Fürs Jahr 2024 galt es also, vorausschauend zu planen. Am besten den Urlaub oder sonstige Abwesenheiten direkt mit Claus Weselsky abstimmen, dachte ich mir. Doch ich erreichte ihn so schlecht; offenbar war er entweder immer gerade auf einem verlassenen Bahnhof ohne Empfang oder beim Verhandeln. Schnell wurde mir aber klar: So viele Tage, wie der GDL-Chef streiken ließ, hatte ich nicht an Urlaub. Also galt es, zumindest meine Vor-Ort-Termine seinen Streik-Plänen anzupassen.
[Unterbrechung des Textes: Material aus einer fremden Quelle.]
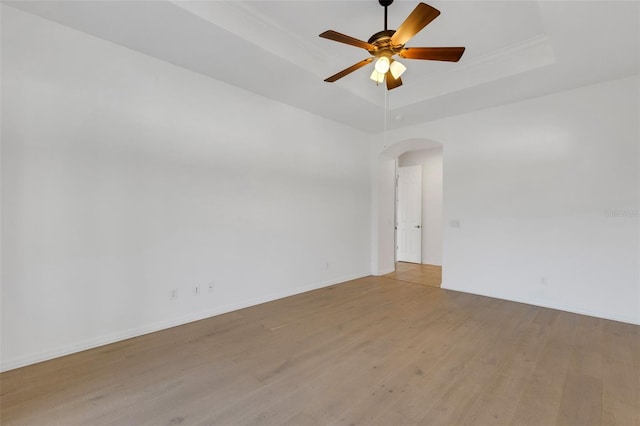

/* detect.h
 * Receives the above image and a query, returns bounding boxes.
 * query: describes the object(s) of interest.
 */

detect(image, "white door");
[396,166,422,263]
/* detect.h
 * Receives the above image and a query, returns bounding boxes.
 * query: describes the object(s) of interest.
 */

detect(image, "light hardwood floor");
[385,262,442,287]
[0,277,640,426]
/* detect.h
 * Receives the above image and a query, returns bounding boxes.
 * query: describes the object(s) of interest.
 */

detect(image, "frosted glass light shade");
[375,56,391,74]
[369,69,384,83]
[389,61,407,79]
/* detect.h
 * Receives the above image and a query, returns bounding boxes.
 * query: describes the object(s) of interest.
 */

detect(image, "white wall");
[1,6,371,370]
[374,76,640,323]
[398,148,442,265]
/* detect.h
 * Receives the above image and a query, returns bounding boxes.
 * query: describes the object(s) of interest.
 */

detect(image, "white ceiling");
[4,0,640,132]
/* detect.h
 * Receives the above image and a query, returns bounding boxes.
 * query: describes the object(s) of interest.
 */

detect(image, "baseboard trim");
[375,268,396,277]
[0,271,371,372]
[440,282,640,325]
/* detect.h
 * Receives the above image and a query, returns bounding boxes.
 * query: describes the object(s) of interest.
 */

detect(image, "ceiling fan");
[320,0,464,90]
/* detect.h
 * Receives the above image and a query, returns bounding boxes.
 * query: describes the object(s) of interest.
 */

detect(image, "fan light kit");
[320,0,464,90]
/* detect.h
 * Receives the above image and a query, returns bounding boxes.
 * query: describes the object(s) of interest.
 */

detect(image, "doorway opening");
[392,146,442,287]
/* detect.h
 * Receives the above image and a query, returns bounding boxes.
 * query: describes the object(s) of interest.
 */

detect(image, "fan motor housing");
[368,30,403,56]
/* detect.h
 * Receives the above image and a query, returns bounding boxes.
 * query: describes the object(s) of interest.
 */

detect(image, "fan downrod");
[378,0,393,31]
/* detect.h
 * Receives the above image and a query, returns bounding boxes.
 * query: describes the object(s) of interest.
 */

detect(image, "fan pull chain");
[384,89,389,149]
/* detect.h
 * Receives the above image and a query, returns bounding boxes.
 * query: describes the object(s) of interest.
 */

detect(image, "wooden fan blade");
[398,47,464,62]
[324,58,373,83]
[320,30,377,50]
[385,71,402,90]
[391,3,440,46]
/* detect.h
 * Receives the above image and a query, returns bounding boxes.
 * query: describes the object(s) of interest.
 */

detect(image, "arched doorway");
[372,138,444,284]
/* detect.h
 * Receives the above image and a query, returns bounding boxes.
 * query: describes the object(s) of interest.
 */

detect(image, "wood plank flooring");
[0,277,640,426]
[385,262,442,287]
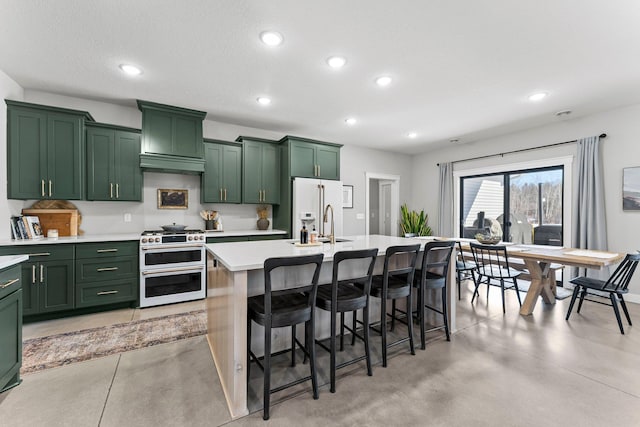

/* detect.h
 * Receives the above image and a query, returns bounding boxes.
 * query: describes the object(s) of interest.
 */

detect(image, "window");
[460,166,564,246]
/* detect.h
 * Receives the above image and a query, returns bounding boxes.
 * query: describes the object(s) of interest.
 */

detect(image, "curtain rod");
[436,133,607,166]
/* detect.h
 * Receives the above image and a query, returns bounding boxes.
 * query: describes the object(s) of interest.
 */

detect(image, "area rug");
[21,310,207,374]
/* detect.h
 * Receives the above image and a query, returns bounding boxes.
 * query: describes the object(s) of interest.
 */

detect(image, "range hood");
[138,100,207,174]
[140,153,204,175]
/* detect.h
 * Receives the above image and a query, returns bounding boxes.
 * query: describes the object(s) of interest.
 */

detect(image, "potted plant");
[400,203,432,237]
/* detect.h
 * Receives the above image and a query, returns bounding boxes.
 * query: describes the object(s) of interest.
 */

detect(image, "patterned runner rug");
[21,310,207,374]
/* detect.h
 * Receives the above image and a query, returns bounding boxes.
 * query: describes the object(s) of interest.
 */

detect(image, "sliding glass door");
[460,166,564,246]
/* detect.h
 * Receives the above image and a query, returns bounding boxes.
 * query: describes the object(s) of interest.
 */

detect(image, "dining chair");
[456,240,478,300]
[247,253,324,420]
[413,241,455,350]
[469,242,522,313]
[566,253,640,335]
[316,248,378,393]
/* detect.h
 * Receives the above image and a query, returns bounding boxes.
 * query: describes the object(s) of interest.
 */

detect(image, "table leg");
[520,259,556,316]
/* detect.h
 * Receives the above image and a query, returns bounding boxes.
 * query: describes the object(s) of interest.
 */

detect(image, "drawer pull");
[96,291,118,295]
[0,279,20,289]
[27,252,51,256]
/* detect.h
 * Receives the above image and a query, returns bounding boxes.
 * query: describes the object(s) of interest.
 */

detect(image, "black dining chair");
[316,249,378,393]
[413,241,455,350]
[566,254,640,335]
[247,253,324,420]
[469,242,522,313]
[364,244,420,368]
[456,241,478,299]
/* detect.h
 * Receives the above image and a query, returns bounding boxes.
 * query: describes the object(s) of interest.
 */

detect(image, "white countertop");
[205,235,426,271]
[0,255,29,270]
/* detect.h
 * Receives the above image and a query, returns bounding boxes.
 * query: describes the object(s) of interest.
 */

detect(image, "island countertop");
[206,235,425,271]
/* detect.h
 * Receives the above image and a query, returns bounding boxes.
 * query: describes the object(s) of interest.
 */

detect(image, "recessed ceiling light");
[529,92,549,101]
[256,96,271,105]
[376,76,393,87]
[327,56,347,68]
[120,64,142,76]
[260,31,284,46]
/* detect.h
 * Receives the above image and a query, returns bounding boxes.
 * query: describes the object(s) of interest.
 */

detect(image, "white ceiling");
[0,0,640,153]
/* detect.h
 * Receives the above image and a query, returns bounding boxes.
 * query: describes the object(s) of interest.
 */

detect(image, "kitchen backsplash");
[6,172,273,234]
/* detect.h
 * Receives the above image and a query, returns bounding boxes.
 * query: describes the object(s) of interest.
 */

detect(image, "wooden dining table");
[459,239,625,316]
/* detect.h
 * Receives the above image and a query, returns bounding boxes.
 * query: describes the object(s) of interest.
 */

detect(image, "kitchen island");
[206,235,455,418]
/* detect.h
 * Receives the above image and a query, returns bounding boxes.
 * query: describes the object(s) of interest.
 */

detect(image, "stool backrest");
[420,241,455,287]
[602,253,640,291]
[264,253,324,315]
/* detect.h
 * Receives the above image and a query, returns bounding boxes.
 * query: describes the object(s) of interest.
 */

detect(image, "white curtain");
[571,136,608,279]
[436,162,454,237]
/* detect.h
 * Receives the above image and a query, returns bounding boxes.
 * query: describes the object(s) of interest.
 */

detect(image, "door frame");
[364,172,400,236]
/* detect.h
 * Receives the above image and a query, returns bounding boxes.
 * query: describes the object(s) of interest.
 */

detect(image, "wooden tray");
[22,209,78,237]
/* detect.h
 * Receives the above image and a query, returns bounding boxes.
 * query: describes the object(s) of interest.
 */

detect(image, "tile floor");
[0,284,640,427]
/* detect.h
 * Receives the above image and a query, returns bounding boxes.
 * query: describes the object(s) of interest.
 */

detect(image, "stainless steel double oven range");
[140,230,207,307]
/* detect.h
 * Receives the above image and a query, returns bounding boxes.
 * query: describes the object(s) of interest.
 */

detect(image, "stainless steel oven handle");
[141,265,204,276]
[140,243,202,252]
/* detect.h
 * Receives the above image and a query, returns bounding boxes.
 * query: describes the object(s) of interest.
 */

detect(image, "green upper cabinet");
[87,123,142,201]
[281,136,341,180]
[201,139,242,203]
[6,100,93,200]
[138,100,207,173]
[236,136,280,205]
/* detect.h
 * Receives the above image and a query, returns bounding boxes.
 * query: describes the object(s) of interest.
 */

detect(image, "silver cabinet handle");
[0,279,20,289]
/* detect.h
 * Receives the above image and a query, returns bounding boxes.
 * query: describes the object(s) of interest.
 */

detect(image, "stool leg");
[305,311,320,400]
[442,286,451,341]
[262,321,271,420]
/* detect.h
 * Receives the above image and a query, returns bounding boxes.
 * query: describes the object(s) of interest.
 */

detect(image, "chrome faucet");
[323,204,336,245]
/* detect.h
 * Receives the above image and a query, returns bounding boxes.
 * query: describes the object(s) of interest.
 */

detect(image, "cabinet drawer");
[0,264,22,299]
[76,276,138,308]
[76,257,138,283]
[76,242,138,259]
[0,244,74,262]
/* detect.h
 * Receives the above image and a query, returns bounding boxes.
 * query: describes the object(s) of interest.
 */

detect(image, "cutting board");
[22,209,78,237]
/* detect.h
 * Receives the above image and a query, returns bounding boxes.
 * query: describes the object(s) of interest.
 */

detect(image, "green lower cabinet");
[0,265,22,392]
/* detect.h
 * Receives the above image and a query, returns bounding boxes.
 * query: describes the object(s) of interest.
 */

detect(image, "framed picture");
[158,188,189,209]
[622,167,640,211]
[342,185,353,209]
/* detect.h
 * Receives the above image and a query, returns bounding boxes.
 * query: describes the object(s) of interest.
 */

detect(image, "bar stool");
[413,241,455,350]
[247,254,324,420]
[316,249,378,393]
[364,244,420,368]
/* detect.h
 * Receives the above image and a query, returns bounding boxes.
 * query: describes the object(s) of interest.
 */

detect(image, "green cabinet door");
[242,141,266,203]
[315,144,340,180]
[7,107,48,199]
[114,130,142,202]
[222,145,242,203]
[262,144,280,205]
[87,123,142,201]
[37,260,74,313]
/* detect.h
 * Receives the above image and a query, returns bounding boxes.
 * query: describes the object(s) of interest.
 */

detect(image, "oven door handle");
[140,265,204,276]
[140,243,202,252]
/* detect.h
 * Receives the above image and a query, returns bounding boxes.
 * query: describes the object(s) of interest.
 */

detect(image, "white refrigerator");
[291,178,343,239]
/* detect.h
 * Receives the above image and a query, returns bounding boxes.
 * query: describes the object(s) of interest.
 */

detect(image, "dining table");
[456,239,625,316]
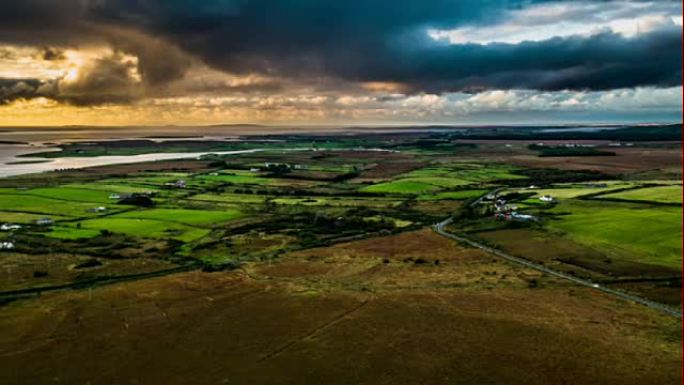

Ich begann also auf der Lauer zu liegen, immer in Erwartung der nächsten Eilmeldung. Ich musste so flexibel wie der DB-Fahrplan sein. So endete ein Streik mal einen Tag früher als geplant, dann starteten die Streiks quasi ohne Ankündigung. Und wieder hatte ich Glück – oder das passende GDL-Gespür: Am Sonntagabend kam die erlösende Info, dass am Stadtrats-Montag nicht gestreikt wird, sondern am terminfreien Dienstag. Puh, an meinem komplett durchgetakteten Mittwoch rollte es wieder.

Aber Streiktage haben ja auch ihre Gutes: Man weiß, dass bis auf ein paar Ausnahmen keine Züge kommen. Sonst wird man von der Meldung „Zug fällt aus“, „Halt entfällt“ oder „Verbindung entfällt“ erst auf dem Bahnsteig erwischt. Da ist doch auf einen Streik wesentlich mehr Verlass. Und man spart sich vor allem auf längeren Strecken auch das Jonglieren mit mindestens zwei Handys und mehreren Apps, um bei Verspätungen und Ausfällen die unzähligen Verbindungsmöglichkeiten alle im Blick zu haben; schließlich eröffnen sich dann immer ganz viele „Wenn-Dann-Optionen“. Auch die per App angekündigte gleichzeitige Abfahrt von zwei Zügen vom selben Gleis kommt bei Streiks seltener vor. Statt dessen sind die wenigen Züge, die überhaupt fahren, sehr leer. Also das perfekte Setting für Leute, die ins Bahnfahren mal reinschnuppern möchten! Also: Steigen Sie ein!